Column

Valuing Legal Information

The problem with trying to value legal information is that we mostly just talk about its price instead of its value. The value of anything is subjective, and correct legal information at the perfect time is worth a great deal, general legal information that isn’t needed at a particular moment is worth much less. This is important because the people who make decisions about how to fund legal information are often not the people who use it regularly and are generally not faced with urgent legal matters at the moment of making decisions about how much to pay for it.

Things are valued based on different attributes, and before I proceed I would like to invite you to consider “The Elements of Value Pyramid” from the Harvard Business Review below:

Eric Almquist, John Senior, & Nicolas Bloch. “The Elements of Value” (2016) Harvard Business Review. <https://hbr.org/2016/09/the-elements-of-value>

As you can see, the pyramid is based on Maslow’s Hierarchy of Needs. With functional attributes of products, corresponding to the physiological needs at the bottom of Maslow’s pyramid, and social impact, corresponding to self-actualization at the top. It may seem disingenuous to link sales to concepts like self-transcendence, but products can make your life better — think of a pair of good stout shoes that will let you walk in comfort, or of the life changes a man may experience when he gets a fine new coat. It may even be possible for a product to provide hope or a sense of belonging (though in my experience products that promise those things are almost always disappointing). That said, things that do provide more value to the people who use them than those that don’t.

The problem with how we value legal information is shown by the way we talk about it. We tend to focus on the bottom tier of the value pyramid: how much it costs, its quality, that it saves time, or reduces effort. These values are the primary parameters that information professionals are trained to use to value information products and its generally how funders evaluate them too. They are rational and measurable.

Imagine instead a research tool that confers confidence in having the right answer, and what that is worth.

There is little wonder that the designers, marketers, and sales people who develop legal information products want to communicate directly with legal practitioners who are the targeted consumers rather than going through the centralized evaluation and comparison based on those same criteria that library managers carry out.

Having been in the position of evaluating these tools, I can tell you that much of the time the new products being sold have little or no content the library doesn’t already provide access to, and that cancelling the products that are being acquired already will inconvenience others. There is often no dispassionate reason to purchase these additional tools, yet people want them.

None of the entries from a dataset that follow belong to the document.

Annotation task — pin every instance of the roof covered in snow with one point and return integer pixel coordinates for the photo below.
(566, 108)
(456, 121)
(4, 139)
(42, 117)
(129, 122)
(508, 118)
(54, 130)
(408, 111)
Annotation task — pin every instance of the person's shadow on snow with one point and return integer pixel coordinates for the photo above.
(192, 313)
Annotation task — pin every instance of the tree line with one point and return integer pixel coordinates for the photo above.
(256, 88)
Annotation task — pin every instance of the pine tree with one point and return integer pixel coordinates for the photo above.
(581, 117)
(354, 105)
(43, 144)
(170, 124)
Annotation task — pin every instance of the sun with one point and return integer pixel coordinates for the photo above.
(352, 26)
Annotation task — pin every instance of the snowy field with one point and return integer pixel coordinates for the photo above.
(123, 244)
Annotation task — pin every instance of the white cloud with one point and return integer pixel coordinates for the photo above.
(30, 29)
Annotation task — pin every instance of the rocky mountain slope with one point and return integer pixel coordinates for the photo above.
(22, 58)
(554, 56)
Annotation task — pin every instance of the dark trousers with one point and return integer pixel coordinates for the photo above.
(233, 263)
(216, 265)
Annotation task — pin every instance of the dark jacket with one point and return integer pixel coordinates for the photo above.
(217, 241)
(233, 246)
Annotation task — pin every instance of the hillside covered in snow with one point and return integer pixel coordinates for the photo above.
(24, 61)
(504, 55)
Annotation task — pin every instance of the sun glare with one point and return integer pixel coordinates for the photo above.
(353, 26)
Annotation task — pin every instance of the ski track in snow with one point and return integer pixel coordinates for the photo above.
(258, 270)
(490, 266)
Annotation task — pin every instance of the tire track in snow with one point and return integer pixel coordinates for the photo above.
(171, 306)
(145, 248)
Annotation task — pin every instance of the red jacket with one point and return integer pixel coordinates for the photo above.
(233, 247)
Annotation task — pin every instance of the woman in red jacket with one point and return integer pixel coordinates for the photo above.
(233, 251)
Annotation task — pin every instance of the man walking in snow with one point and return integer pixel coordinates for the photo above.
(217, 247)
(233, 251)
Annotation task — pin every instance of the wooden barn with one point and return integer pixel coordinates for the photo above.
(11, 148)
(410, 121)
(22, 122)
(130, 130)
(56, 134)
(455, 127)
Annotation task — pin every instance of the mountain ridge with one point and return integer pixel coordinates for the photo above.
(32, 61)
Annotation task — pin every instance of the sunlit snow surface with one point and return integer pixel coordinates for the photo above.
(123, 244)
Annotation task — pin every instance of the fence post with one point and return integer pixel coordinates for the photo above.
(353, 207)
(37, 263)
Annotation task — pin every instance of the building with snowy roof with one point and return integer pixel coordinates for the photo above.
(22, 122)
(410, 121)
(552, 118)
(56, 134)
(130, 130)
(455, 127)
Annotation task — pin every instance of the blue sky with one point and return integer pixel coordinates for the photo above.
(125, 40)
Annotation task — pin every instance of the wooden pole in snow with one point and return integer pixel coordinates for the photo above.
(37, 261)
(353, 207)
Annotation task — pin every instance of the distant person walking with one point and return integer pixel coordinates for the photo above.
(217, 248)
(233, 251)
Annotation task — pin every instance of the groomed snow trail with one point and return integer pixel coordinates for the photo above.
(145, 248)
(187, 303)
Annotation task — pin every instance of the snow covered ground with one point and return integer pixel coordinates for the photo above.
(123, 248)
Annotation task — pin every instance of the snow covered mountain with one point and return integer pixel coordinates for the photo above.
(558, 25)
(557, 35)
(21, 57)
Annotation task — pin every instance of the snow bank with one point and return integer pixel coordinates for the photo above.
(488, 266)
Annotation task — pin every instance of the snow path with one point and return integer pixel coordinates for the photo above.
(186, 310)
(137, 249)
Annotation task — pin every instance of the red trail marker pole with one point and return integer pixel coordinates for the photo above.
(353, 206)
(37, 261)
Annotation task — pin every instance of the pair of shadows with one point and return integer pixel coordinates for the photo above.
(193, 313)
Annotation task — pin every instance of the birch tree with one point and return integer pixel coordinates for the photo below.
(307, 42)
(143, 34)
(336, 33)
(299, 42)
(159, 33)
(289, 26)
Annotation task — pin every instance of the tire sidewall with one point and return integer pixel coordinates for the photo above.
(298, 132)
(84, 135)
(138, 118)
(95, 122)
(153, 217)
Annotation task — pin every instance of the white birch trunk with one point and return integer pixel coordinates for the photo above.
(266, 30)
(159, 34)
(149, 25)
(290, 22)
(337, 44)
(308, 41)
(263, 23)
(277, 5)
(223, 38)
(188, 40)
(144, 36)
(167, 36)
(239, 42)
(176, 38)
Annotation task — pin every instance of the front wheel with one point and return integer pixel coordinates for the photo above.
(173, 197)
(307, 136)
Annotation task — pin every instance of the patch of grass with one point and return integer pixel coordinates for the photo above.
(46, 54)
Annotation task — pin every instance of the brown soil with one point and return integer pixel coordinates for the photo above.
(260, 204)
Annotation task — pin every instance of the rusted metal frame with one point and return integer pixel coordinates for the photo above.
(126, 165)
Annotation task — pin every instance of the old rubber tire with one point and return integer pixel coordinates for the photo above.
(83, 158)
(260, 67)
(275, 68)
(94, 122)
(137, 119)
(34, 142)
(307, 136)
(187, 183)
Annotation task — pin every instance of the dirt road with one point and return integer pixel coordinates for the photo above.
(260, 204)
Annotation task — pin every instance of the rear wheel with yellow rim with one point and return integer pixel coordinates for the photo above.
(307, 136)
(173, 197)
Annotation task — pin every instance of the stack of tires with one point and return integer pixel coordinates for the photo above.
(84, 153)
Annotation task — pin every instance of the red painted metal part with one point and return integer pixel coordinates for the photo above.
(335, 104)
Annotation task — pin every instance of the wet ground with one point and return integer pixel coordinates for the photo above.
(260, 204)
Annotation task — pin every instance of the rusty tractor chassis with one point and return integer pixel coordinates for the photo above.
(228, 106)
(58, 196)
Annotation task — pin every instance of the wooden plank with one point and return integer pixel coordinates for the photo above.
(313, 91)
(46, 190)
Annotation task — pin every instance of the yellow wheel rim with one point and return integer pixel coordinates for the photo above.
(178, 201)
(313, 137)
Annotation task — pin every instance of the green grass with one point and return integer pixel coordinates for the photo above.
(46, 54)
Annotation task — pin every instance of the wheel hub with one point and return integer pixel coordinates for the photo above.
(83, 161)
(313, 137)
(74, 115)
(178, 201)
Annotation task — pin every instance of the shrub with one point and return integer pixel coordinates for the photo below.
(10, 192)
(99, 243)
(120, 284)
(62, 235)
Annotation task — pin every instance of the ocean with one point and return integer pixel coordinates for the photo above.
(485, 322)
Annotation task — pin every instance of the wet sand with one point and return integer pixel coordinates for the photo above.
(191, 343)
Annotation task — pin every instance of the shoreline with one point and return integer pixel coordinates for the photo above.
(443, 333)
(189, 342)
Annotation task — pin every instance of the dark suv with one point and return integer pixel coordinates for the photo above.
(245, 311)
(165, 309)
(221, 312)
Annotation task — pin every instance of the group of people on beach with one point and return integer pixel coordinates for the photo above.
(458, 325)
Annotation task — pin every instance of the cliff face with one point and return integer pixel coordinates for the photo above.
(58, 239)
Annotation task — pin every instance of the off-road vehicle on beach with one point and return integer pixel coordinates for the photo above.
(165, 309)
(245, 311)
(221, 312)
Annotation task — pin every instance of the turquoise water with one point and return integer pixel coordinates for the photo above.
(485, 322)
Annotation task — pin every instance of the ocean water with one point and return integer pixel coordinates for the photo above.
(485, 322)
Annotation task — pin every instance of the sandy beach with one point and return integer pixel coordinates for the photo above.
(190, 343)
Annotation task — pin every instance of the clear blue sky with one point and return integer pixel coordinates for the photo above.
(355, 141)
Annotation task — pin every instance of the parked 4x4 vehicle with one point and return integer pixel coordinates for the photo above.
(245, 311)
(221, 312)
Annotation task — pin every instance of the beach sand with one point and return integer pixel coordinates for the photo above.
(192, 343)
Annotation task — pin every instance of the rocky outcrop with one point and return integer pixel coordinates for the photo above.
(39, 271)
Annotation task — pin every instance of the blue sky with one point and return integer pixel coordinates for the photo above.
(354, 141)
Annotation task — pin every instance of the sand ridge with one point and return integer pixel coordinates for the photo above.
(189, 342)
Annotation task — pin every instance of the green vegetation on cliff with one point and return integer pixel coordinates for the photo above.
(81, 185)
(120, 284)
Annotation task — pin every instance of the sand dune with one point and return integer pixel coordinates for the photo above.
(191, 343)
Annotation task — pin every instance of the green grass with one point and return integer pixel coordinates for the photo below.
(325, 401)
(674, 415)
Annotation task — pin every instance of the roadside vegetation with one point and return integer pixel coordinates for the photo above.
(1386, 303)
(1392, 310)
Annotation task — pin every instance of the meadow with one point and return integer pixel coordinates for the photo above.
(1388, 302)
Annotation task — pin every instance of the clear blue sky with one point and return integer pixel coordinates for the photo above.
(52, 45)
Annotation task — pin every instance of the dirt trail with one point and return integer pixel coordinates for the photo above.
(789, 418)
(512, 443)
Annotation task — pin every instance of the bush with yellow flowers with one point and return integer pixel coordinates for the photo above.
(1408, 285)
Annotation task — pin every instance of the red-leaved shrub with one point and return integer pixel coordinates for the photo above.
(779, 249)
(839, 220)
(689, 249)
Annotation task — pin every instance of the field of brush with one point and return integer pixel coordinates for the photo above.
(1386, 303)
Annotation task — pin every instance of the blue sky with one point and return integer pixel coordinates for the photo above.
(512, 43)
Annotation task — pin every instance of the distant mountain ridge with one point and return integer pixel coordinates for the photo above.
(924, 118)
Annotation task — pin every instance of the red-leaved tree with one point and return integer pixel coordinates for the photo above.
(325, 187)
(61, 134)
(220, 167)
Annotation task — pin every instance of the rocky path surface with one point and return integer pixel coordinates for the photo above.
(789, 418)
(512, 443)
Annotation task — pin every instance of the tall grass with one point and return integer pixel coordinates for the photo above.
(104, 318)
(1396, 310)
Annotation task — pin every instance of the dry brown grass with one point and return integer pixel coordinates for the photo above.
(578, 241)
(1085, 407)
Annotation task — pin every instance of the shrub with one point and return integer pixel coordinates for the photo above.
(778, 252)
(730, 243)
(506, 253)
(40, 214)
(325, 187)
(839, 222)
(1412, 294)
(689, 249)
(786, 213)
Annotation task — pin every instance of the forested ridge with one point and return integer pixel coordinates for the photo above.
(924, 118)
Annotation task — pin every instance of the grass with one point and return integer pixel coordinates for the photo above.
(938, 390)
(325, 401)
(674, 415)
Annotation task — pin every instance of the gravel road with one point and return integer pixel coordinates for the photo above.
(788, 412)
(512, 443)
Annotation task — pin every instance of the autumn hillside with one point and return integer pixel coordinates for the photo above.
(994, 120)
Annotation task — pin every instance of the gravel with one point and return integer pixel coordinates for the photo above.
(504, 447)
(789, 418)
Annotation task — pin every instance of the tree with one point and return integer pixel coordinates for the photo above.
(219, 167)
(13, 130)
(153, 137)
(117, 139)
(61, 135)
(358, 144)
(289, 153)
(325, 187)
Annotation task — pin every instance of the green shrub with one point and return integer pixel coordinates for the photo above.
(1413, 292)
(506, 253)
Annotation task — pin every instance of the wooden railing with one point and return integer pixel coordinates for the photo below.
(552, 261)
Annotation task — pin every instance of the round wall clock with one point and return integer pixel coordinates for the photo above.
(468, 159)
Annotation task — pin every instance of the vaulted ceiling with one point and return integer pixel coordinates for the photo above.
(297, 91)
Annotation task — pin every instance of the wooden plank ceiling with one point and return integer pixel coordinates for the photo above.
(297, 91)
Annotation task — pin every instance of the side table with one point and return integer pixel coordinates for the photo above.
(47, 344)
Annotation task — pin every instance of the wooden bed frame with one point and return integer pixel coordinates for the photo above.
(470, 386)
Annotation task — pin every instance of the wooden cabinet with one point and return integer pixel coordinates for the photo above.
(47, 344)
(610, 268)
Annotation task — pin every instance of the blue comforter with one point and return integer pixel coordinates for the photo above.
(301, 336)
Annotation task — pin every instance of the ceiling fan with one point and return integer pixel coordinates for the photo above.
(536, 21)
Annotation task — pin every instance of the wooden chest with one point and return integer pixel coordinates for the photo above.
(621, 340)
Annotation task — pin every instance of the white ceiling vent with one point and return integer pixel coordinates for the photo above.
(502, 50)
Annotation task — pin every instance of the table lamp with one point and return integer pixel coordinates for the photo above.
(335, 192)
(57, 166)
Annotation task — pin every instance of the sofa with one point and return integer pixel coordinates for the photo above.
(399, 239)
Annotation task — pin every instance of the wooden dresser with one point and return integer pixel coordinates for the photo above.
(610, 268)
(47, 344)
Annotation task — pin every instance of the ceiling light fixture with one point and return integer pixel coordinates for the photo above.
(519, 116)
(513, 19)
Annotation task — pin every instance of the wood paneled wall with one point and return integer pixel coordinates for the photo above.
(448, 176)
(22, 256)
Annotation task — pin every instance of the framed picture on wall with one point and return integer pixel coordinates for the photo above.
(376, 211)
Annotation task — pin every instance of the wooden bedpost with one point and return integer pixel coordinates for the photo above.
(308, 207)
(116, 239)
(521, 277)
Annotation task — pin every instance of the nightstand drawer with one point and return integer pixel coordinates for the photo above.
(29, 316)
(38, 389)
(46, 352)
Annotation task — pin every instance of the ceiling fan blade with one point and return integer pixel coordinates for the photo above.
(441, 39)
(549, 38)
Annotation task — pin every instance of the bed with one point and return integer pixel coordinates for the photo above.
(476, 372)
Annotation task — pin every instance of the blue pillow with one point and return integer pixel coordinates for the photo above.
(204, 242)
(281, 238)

For producers of legal information, be they publishers, authors, or libraries, moving up the pyramid would facilitate the creation of more compelling products that focus more on attributes like design, reducing anxiety, and potentially even belonging, but without the end users getting to choose what tools they use these things are not valued in the way they could be. One of CanLII’s great advantages as a legal research tool is that because there is no payment for use there are no gatekeepers for it. Researchers can use it whenever they want to and do.

For many tools, there are multiple steps of selling that must happen before they are integrated into people’s work. In big firms new products must be sold internally at the publisher to be developed. Then their value must be explained to the sales people who must sell them in turn to decision makers at libraries, and finally the librarians have to sell them to people at the firm — repeatedly as new people join.

Commercial legal information products have to be “marketed” by many different people beyond the people who have anything related to “sales” and “marketing” in their job descriptions. It takes effort to change the way people work, especially when they have habits of long standing and the change may not affect the core of what they do. Lawyers don’t go around citing old versions of laws because they don’t feel like changing. Many do however resist pressure to make them look up information differently, when their current methods work fine, and I’m inclined to sympathize. This means that anyone who wants to change the way lawyers use information has some convincing to do.

Libraries too are valued in different ways by different people. The problem for libraries can be when people ascribe emotional values to libraries that revolve around preserving the past or theoretical knowledge without integrating them into their behaviour in ways that deliver value now.

Comments

  1. Interesting to see more detailed visualization of the value hierarchy and how it may apply to information.
    How do we value “truth”, information as the single source of “truth” or evidence as the starting point.

    If we place higher value on the “method” of obtaining the evidence or “truth”, then for difficult truth /evidence/information-seeking strategies, we might be eliminating information that may be useful. Lack of time regardless of cost and expertise, might be the most compelling reason.